Analysis of oceanic and atmospheric bias reductions

In previous sections, we showed from a large ensemble of 49 GCM simulations that a significant improvement in simulated WEAB frequencies and locations is obtained for GCMs with an EP ocean model component (Figs. 1, 3). We also showed that it is not sensitive to the slightly different boundary conditions investigated (Table 1, Supplementary Fig. 6) or to the different resolutions of their atmospheric model component (Fig. 4). Given this significant improvement, we further explore the effect of eddies in simulating wintertime positions of the Gulf Stream and the North Atlantic Current in our GCM ensemble. Both were shown to be strongly biased in previous generations of GCMs17,40 and to contribute significantly to biasing North Atlantic SST mean states and hence the formation of WEABs16,18,39.

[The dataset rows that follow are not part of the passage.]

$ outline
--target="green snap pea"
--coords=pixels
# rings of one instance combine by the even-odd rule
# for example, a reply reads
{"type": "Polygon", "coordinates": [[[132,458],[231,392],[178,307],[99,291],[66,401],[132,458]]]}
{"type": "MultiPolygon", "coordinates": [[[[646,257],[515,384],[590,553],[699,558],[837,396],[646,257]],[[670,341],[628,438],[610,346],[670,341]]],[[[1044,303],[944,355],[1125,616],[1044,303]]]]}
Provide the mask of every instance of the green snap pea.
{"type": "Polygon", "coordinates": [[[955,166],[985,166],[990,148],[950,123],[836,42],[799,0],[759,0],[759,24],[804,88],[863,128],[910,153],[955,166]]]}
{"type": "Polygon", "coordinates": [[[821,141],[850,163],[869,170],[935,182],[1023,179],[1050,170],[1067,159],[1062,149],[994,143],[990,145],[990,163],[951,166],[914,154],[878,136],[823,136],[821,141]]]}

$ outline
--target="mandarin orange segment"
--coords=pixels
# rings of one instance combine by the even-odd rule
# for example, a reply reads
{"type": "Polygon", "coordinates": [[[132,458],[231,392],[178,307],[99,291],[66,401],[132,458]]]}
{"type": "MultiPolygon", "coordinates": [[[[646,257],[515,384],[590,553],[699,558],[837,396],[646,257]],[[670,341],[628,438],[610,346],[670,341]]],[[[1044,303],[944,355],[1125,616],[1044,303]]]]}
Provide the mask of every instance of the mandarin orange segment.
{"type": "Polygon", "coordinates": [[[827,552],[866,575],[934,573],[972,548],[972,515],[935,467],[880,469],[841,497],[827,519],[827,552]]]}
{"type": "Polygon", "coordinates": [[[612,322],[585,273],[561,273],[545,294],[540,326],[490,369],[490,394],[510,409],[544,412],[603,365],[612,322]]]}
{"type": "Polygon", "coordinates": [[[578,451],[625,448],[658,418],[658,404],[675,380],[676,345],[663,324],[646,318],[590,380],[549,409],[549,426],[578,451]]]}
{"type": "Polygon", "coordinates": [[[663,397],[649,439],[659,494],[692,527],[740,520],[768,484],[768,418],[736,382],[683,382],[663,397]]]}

The time-mean SST biases of NE and EP GCM simulations with respect to ERA5 reanalysis data are shown in Fig. 5a and b, respectively. Both the Gulf Stream and central North Atlantic areas have large SST biases in the two GCM ensembles, which is consistent with previous studies16,19. However, we find significantly lower mean SST biases in GCMs with EP ocean resolution in most areas, with a few exceptions (e.g., Labrador Sea, Fig. 5a–c), as noticed by a recent study based on a lower set of simulations39. The observed and modeled trajectories of the North Atlantic Current are calculated as the 10 °C SST isotherm in DJF16 and presented in Fig. 5d. It is shown that GCMs with EP ocean grids have a smaller deviation and an ensemble mean closer to the North Atlantic Current path from the reanalysis data than NE GCMs, as suggested by the biases in the mean SST (Fig. 5a–c). The distances between the simulated and ERA5 the North Atlantic Current positions are shown in Fig. 5e. The magnitude of the North Atlantic Current position bias reduction is estimated using Monte Carlo sampling of 5000 groups of 16 NE GCM simulations (i.e., with the same number as the EP GCM simulations). The Monte Carlo experiment confirms that the bias of large ocean currents’ positions in EP GCMs is significantly lower at the 95% confidence level in most regions of the North Atlantic, and most notably in the Gulf Stream extension as well as through the North Atlantic Current path (Fig. 5e). For more details, individual mean SST biases are presented in Supplementary Fig. 7 for EP GCM simulations and Supplementary Figs. 8, 9 for NE GCM simulations.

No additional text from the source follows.